November 13, 2012 — In the wake of a massive outbreak of fungal meningitis linked to contaminated medicines from a compounding pharmacy, federal lawmakers have scheduled two days of hearings to hear testimony from the FDA, the owner of the pharmacy, and others. The FDA is expected to request additional authority to inspect and regulate compounding pharmacies.
Until now, compounding pharmacies have been regulated in a gray area between 50 state pharmacy boards and the FDA. They are also subject to far less strict standards than drug manufacturers. Part of the reason for the relaxed oversight is that, traditionally, compounding pharmacies were only supposed to mix custom medications for individual patients (for example, removing an ingredient from a drug for a patient with a specific allergy). However, in recent years, some compounding pharmacies have begun mass-producing drugs, acting like mini drug manufacturing companies.
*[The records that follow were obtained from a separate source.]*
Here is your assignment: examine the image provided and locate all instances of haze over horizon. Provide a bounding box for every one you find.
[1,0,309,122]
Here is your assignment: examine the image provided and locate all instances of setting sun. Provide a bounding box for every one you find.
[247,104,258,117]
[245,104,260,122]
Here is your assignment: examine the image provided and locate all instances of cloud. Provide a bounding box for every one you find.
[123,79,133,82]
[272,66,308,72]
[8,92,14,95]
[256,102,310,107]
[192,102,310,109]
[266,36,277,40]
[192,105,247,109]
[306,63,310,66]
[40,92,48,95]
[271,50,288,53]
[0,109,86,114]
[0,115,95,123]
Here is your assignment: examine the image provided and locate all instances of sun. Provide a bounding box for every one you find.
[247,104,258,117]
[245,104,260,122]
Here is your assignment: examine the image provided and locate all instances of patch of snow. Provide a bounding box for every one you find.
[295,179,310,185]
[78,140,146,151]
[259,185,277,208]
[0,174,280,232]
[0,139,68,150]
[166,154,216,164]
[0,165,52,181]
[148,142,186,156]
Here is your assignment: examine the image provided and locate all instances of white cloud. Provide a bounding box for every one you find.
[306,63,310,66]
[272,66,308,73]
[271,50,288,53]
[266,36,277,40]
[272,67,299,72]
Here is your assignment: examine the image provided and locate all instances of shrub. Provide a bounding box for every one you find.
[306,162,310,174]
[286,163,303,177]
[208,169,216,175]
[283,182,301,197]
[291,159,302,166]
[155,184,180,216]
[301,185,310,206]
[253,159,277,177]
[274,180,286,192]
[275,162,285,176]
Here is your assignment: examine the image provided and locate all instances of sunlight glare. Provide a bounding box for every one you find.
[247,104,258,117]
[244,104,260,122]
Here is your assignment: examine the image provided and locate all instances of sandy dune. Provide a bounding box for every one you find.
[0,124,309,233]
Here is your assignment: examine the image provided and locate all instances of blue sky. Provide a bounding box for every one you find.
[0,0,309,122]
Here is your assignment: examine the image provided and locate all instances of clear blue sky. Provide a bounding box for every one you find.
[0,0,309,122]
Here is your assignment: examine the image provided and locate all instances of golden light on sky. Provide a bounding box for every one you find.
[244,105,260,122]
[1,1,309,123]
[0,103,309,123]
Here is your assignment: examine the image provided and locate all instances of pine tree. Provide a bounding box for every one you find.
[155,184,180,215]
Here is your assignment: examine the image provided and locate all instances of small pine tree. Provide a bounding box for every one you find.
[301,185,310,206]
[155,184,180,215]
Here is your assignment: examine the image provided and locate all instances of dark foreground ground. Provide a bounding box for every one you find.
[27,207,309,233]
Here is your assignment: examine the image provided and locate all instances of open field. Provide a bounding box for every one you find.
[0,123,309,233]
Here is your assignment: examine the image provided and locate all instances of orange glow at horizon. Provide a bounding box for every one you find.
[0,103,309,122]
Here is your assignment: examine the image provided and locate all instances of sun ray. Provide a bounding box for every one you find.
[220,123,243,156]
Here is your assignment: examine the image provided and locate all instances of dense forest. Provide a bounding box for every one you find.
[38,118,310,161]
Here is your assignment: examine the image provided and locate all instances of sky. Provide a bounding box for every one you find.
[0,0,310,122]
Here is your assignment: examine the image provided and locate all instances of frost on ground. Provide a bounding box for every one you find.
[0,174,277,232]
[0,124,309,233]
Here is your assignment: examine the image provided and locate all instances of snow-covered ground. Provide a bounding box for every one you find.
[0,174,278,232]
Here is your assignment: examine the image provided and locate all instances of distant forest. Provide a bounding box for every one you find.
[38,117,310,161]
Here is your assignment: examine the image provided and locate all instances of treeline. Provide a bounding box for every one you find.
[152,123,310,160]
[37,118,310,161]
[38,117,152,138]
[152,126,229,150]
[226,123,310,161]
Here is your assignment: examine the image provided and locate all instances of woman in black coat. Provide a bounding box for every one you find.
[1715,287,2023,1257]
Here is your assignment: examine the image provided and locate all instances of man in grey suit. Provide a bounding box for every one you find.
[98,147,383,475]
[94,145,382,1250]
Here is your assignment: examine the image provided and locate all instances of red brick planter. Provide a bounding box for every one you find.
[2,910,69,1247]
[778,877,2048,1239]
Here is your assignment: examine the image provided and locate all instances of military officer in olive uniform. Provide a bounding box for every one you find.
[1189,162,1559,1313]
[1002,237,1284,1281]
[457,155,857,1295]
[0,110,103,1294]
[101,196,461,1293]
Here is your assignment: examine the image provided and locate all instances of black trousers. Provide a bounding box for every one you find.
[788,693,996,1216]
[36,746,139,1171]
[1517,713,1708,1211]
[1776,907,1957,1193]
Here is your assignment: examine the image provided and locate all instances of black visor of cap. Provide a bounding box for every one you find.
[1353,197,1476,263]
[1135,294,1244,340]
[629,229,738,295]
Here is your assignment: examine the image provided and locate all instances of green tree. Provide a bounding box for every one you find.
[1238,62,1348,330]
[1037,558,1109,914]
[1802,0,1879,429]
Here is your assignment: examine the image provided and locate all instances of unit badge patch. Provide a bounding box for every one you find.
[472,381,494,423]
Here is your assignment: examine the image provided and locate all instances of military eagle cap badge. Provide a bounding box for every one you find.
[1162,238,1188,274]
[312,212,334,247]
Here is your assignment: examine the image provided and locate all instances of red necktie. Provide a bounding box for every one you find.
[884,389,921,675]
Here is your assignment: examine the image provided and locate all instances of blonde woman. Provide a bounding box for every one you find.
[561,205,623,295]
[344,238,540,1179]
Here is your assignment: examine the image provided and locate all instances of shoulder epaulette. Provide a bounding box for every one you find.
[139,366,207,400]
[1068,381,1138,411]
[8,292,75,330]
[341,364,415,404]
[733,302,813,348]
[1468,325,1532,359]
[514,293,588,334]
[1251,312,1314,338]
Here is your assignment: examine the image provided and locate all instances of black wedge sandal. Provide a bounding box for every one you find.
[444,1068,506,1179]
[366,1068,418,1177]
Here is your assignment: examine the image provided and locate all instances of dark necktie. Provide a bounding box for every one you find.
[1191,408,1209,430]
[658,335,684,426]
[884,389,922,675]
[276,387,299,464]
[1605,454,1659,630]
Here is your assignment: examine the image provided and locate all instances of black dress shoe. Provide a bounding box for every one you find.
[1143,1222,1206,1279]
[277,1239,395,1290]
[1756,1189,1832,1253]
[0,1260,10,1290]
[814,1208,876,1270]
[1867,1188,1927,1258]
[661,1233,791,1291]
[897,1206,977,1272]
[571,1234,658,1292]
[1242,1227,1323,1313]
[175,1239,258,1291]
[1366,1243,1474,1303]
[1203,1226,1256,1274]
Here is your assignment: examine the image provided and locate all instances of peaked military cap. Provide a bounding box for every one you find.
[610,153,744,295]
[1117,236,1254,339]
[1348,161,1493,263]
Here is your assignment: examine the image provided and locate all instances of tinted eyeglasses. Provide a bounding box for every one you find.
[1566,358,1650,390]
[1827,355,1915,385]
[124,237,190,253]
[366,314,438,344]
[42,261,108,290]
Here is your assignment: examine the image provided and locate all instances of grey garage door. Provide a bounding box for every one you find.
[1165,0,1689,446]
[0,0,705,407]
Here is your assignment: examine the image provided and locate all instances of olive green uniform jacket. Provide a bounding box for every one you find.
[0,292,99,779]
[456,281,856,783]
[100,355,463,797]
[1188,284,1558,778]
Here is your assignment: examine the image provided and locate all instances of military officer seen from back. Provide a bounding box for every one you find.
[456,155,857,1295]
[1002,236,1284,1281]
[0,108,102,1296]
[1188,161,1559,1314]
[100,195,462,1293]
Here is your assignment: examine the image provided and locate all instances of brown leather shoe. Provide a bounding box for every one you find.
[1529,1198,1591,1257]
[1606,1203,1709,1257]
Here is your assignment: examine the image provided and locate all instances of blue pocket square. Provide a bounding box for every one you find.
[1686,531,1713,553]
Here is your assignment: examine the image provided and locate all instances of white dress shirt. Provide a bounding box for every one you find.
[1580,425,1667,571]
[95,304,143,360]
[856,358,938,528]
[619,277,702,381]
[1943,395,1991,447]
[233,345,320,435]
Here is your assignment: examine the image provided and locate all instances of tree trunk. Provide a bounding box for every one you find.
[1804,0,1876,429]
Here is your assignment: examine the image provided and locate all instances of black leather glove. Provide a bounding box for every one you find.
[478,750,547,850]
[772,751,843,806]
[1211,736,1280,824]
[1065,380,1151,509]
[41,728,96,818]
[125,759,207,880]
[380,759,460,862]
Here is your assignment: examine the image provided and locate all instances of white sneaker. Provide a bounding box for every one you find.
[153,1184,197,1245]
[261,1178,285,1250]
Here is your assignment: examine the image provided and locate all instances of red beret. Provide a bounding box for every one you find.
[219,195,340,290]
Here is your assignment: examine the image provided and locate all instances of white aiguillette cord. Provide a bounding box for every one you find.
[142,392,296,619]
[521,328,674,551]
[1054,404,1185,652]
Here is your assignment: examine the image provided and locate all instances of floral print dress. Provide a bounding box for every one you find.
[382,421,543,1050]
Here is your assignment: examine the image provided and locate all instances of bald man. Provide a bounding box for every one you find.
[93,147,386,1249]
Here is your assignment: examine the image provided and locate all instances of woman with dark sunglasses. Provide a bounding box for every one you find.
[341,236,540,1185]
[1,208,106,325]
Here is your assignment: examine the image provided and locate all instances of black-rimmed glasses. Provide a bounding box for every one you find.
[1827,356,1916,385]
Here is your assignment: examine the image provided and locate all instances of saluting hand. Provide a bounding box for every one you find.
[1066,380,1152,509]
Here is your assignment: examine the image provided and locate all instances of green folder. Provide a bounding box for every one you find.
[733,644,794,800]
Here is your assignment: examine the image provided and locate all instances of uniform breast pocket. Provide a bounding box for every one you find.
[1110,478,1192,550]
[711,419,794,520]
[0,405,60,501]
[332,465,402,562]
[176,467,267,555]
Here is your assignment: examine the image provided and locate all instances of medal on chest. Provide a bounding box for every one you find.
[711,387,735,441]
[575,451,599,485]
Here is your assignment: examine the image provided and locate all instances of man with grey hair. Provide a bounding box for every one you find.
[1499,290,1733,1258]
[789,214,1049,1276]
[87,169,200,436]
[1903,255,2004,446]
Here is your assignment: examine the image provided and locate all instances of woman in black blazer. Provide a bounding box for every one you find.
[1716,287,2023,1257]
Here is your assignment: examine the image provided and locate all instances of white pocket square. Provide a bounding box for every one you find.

As this trend has emerged, state pharmacy boards have been inadequately prepared to regulate the pharmacies, and the FDA has been accused of overstepping its bounds when it has tried to enforce strict standards.
New England Compounding Center (NECC), the compounding pharmacy that distributed medications that have sickened more than 400 and killed 32 people, had been the source of dozens of complaints since it opened in 1998.
In 2002, the FDA received complaints that lots of methylprednisolone acetate from NECC had sickened two people with bacterial meningitis. Those same medications were later linked to the outbreak of fungal meningitis. The FDA attempted to investigate, but Barry Cadden, the owner and director of NECC, refused to cooperate with the FDA. According to the FDA report from the inspection, Mr. Cadden told FDA officials “that he was no longer willing to provide us with any additional records,” and “this FDA inspection could not proceed to any definitive resolution.”
After the FDA inspected NECC in 2002, they initially wanted NECC to cease operations until the pharmacy fixed sterility and manufacturing issues. However, NECC complained to the Massachusetts Pharmacy Board that the FDA was overstepping its bounds. The FDA relented and allowed the pharmacy to stay open.
In the upcoming days of congressional hearings, officials from the FDA, Mr. Cadden, and others will testify before lawmakers. Mr. Cadden was subpoenaed after indicating that he would not appear voluntarily. FDA Commissioner Margaret Hamburg and the Massachusetts Department of Public Health commissioner Lauren Smith are also scheduled to testify.